Neptune is not visible to the unaided eye and is the only planet in the Solar System found by mathematical prediction rather than by empirical observation. Unexpected changes in the orbit of Uranus led Alexis Bouvard to deduce that its orbit was subject to gravitational perturbation by an unknown planet. Neptune was subsequently observed with a telescope on 23 September 1846 by Johann Galle within a degree of the position predicted by Urbain Le Verrier. Its largest moon, Triton, was discovered shortly thereafter, though none of the planet's remaining known 13 moons were located telescopically until the 20th century. The planet's distance from Earth gives it a very small apparent size, making it challenging to study with Earth-based telescopes. Neptune was visited by Voyager 2, when it flew by the planet on 25 August 1989. The advent of the Hubble Space Telescope and large ground-based telescopes with adaptive optics has recently allowed for additional detailed observations from afar.

Like Jupiter and Saturn, Neptune's atmosphere is composed primarily of hydrogen and helium, along with traces of hydrocarbons and possibly nitrogen, but it contains a higher proportion of "ices" such as water, ammonia, and methane. However, its interior, like that of Uranus, is primarily composed of ices and rock, which is why Uranus and Neptune are normally considered "ice giants" to emphasise this distinction. Traces of methane in the outermost regions in part account for the planet's blue appearance.

In contrast to the hazy, relatively featureless atmosphere of Uranus, Neptune's atmosphere has active and visible weather patterns. For example, at the time of the Voyager 2 flyby in 1989, the planet's southern hemisphere had a Great Dark Spot comparable to the Great Red Spot on Jupiter. These weather patterns are driven by the strongest sustained winds of any planet in the Solar System, with recorded wind speeds as high as 2,100 km/h (580 m/s; 1,300 mph). Because of its great distance from the Sun, Neptune's outer atmosphere is one of the coldest places in the Solar System, with temperatures at its cloud tops approaching 55 K (−218 °C; −361 °F). Temperatures at the planet's centre are approximately 5,400 K (5,100 °C; 9,300 °F). Neptune has a faint and fragmented ring system (labelled "arcs"), which was discovered in 1984, then later confirmed by Voyager 2.

History

Discovery

Some of the earliest recorded observations ever made through a telescope, Galileo's drawings on 28 December 1612 and 27 January 1613 contain plotted points that match up with what is now known to be the position of Neptune. On both occasions, Galileo seems to have mistaken Neptune for a fixed star when it appeared close—in conjunction—to Jupiter in the night sky; hence, he is not credited with Neptune's discovery. At his first observation in December 1612, Neptune was almost stationary in the sky because it had just turned retrograde that day. This apparent backward motion is created when Earth's orbit takes it past an outer planet. Because Neptune was only beginning its yearly retrograde cycle, the motion of the planet was far too slight to be detected with Galileo's small telescope. In July 2009, University of Melbourne physicist David Jamieson announced new evidence suggesting that Galileo was at least aware that the "star" he had observed had moved relative to the fixed stars.

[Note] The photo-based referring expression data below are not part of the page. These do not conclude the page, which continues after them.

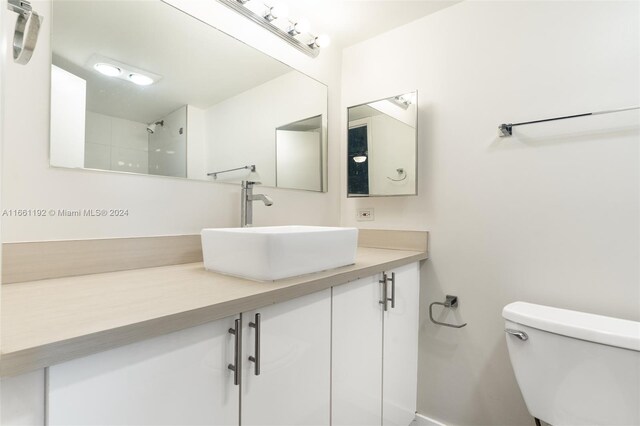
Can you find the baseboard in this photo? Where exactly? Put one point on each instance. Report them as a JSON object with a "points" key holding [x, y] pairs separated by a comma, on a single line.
{"points": [[425, 421]]}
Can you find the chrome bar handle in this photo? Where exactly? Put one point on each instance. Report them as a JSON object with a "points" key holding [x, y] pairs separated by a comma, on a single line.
{"points": [[237, 366], [385, 299], [517, 333], [256, 358], [393, 289]]}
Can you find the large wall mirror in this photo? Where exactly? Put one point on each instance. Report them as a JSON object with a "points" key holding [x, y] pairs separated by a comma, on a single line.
{"points": [[382, 147], [142, 87]]}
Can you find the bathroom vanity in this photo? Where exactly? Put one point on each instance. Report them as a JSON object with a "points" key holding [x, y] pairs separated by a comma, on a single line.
{"points": [[180, 345]]}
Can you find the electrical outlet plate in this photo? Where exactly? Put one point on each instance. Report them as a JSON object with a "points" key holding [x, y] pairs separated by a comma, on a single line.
{"points": [[365, 214]]}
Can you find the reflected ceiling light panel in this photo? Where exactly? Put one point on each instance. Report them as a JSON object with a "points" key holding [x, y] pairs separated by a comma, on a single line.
{"points": [[120, 70], [320, 41], [276, 11], [302, 26], [404, 101], [107, 69], [140, 79]]}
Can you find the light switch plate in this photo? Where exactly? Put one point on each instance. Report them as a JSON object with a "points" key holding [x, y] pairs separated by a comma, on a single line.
{"points": [[365, 214]]}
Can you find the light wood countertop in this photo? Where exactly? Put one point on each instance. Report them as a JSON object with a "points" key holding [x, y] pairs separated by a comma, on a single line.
{"points": [[51, 321]]}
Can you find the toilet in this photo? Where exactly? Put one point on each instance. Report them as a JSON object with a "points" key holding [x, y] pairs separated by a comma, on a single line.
{"points": [[575, 368]]}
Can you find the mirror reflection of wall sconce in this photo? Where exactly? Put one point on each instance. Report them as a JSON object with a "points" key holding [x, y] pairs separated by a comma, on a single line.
{"points": [[360, 158], [26, 33], [402, 175], [274, 18]]}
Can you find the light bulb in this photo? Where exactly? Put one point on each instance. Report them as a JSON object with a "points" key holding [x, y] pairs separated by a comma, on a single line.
{"points": [[323, 40], [277, 11], [107, 69], [302, 26], [140, 80]]}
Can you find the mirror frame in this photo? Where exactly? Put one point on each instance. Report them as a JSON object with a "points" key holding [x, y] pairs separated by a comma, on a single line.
{"points": [[325, 131], [417, 151]]}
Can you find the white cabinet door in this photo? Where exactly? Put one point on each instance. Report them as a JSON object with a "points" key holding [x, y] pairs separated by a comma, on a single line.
{"points": [[400, 370], [357, 353], [176, 379], [293, 387]]}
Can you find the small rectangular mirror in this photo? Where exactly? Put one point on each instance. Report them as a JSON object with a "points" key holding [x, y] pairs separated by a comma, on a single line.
{"points": [[382, 147]]}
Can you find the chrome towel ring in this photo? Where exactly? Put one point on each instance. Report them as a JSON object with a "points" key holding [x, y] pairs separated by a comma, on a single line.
{"points": [[26, 33], [450, 302]]}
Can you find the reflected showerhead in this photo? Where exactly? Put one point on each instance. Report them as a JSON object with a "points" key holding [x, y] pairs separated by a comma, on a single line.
{"points": [[151, 128]]}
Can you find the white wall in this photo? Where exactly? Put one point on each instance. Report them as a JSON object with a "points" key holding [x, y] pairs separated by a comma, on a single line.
{"points": [[113, 143], [157, 205], [242, 130], [550, 215], [69, 99], [298, 159], [196, 143]]}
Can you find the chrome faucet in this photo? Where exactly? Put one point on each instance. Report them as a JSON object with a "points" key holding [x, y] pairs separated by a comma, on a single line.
{"points": [[247, 198], [247, 195]]}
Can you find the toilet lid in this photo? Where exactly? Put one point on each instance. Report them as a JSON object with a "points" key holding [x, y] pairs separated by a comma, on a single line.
{"points": [[580, 325]]}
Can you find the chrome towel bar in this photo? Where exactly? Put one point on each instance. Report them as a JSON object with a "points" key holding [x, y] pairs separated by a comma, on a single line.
{"points": [[506, 130]]}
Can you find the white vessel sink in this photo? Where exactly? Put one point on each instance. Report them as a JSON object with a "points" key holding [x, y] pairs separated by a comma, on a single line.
{"points": [[275, 252]]}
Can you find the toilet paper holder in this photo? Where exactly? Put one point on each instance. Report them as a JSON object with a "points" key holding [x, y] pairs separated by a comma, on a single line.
{"points": [[449, 302], [25, 35]]}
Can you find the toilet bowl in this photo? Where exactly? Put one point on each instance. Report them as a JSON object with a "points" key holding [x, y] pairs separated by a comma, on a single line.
{"points": [[575, 368]]}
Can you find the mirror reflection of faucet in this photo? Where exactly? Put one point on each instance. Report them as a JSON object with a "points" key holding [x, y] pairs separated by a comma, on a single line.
{"points": [[247, 197]]}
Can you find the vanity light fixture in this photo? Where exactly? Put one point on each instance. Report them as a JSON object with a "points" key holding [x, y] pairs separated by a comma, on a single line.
{"points": [[294, 32], [275, 12], [322, 40], [302, 26]]}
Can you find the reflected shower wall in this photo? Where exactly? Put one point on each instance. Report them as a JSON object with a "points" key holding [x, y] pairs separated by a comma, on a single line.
{"points": [[168, 145]]}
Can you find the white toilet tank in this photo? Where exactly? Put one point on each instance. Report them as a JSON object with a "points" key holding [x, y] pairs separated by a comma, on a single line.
{"points": [[575, 368]]}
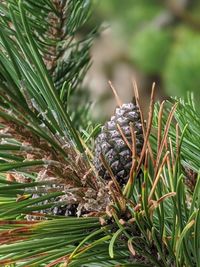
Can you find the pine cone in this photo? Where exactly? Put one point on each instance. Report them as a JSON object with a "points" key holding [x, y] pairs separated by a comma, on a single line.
{"points": [[111, 145]]}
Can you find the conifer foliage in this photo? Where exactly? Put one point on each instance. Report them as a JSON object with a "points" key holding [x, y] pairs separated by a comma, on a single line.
{"points": [[55, 210]]}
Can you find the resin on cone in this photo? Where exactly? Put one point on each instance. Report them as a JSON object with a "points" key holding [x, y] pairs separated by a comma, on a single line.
{"points": [[111, 145]]}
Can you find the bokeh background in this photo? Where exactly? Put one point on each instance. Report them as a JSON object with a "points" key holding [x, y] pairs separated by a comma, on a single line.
{"points": [[147, 41]]}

In 1821, Alexis Bouvard published astronomical tables of the orbit of Neptune's neighbour Uranus. Subsequent observations revealed substantial deviations from the tables, leading Bouvard to hypothesise that an unknown body was perturbing the orbit through gravitational interaction. In 1843, John Couch Adams began work on the orbit of Uranus using the data he had. Via Cambridge Observatory director James Challis, he requested extra data from Sir George Airy, the Astronomer Royal, who supplied it in February 1844. Adams continued to work in 1845–46 and produced several different estimates of a new planet.

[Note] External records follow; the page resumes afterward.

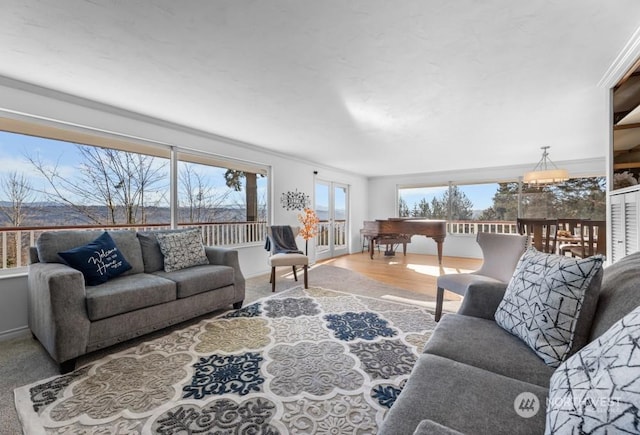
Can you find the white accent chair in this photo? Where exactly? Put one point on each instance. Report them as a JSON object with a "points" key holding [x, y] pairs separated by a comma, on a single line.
{"points": [[500, 253], [287, 259]]}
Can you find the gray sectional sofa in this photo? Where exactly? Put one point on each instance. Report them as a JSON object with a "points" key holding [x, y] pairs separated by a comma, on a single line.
{"points": [[474, 377], [70, 318]]}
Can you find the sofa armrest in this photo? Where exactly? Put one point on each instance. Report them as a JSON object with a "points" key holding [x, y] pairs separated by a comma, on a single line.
{"points": [[228, 257], [57, 310], [482, 300], [430, 427]]}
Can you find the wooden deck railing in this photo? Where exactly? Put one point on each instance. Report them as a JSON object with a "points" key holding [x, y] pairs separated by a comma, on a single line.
{"points": [[15, 241]]}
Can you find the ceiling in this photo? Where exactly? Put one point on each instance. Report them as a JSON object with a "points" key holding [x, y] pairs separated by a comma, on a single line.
{"points": [[372, 87]]}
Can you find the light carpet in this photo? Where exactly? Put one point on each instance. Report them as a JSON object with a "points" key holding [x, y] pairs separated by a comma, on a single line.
{"points": [[301, 361]]}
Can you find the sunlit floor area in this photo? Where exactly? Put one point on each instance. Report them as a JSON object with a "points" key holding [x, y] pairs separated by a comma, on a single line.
{"points": [[414, 272]]}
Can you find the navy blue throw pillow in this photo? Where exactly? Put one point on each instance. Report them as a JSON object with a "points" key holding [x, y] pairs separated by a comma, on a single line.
{"points": [[98, 261]]}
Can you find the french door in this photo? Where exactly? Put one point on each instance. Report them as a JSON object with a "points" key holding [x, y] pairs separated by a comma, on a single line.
{"points": [[332, 208]]}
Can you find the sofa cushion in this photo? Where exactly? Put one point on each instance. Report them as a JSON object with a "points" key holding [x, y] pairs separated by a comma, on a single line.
{"points": [[128, 293], [151, 253], [430, 427], [619, 293], [98, 260], [51, 242], [598, 389], [464, 398], [199, 279], [484, 344], [182, 249], [550, 301]]}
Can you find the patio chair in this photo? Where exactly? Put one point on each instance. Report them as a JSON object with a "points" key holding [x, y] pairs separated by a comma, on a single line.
{"points": [[543, 233], [285, 252], [500, 253], [593, 239]]}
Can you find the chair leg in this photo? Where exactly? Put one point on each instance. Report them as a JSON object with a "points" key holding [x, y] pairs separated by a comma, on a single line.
{"points": [[273, 279], [439, 302], [306, 280]]}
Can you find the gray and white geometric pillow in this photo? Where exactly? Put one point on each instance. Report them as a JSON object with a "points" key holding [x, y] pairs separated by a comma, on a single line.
{"points": [[182, 249], [544, 300], [597, 390]]}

In 1845–46, Urbain Le Verrier, independently of Adams, developed his own calculations but aroused no enthusiasm in his compatriots. In June 1846, upon seeing Le Verrier's first published estimate of the planet's longitude and its similarity to Adams's estimate, Airy persuaded Challis to search for the planet. Challis vainly scoured the sky throughout August and September.

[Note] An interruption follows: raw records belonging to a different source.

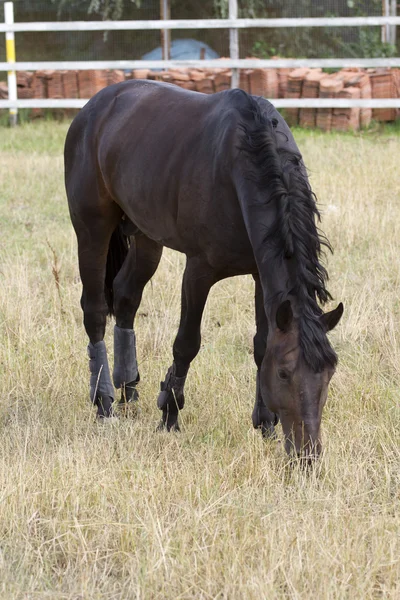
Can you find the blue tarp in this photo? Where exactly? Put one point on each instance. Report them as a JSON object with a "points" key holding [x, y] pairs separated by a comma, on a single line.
{"points": [[183, 50]]}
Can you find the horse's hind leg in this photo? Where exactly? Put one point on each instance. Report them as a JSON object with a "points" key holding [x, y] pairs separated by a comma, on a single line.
{"points": [[262, 417], [197, 281], [94, 229], [139, 266]]}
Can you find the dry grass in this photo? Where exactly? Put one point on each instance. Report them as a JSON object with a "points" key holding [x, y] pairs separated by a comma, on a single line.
{"points": [[119, 512]]}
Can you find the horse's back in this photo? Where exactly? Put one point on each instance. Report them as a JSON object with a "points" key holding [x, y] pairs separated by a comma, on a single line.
{"points": [[166, 155]]}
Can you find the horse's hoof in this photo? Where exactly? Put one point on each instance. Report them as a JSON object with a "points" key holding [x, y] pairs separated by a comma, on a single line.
{"points": [[129, 393], [165, 426], [268, 431], [129, 410], [105, 408]]}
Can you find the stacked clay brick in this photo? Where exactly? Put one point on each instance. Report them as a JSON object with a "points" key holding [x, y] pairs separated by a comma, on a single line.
{"points": [[270, 83]]}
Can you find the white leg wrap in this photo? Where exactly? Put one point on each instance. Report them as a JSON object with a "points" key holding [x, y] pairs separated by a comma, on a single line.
{"points": [[100, 379], [125, 363]]}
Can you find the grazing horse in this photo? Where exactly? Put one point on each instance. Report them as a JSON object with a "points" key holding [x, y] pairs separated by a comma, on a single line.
{"points": [[219, 178]]}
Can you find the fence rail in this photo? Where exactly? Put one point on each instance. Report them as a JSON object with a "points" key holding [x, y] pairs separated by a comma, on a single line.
{"points": [[278, 103], [198, 24], [234, 63], [240, 63]]}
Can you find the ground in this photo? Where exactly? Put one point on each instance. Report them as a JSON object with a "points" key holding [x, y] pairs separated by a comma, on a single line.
{"points": [[117, 511]]}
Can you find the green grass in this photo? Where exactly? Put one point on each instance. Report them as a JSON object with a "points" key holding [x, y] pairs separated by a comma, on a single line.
{"points": [[120, 512]]}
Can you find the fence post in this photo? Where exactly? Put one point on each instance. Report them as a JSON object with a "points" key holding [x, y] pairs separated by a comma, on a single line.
{"points": [[10, 52], [234, 42], [393, 13], [165, 33]]}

Meanwhile, Le Verrier by letter urged Berlin Observatory astronomer Johann Gottfried Galle to search with the observatory's refractor. Heinrich d'Arrest, a student at the observatory, suggested to Galle that they could compare a recently drawn chart of the sky in the region of Le Verrier's predicted location with the current sky to seek the displacement characteristic of a planet, as opposed to a fixed star. On the evening of 23 September 1846, the day Galle received the letter, he discovered Neptune within 1° of where Le Verrier had predicted it to be, about 12° from Adams' prediction. Challis later realised that he had observed the planet twice, on 4 and 12 August, but did not recognise it as a planet because he lacked an up-to-date star map and was distracted by his concurrent work on comet observations.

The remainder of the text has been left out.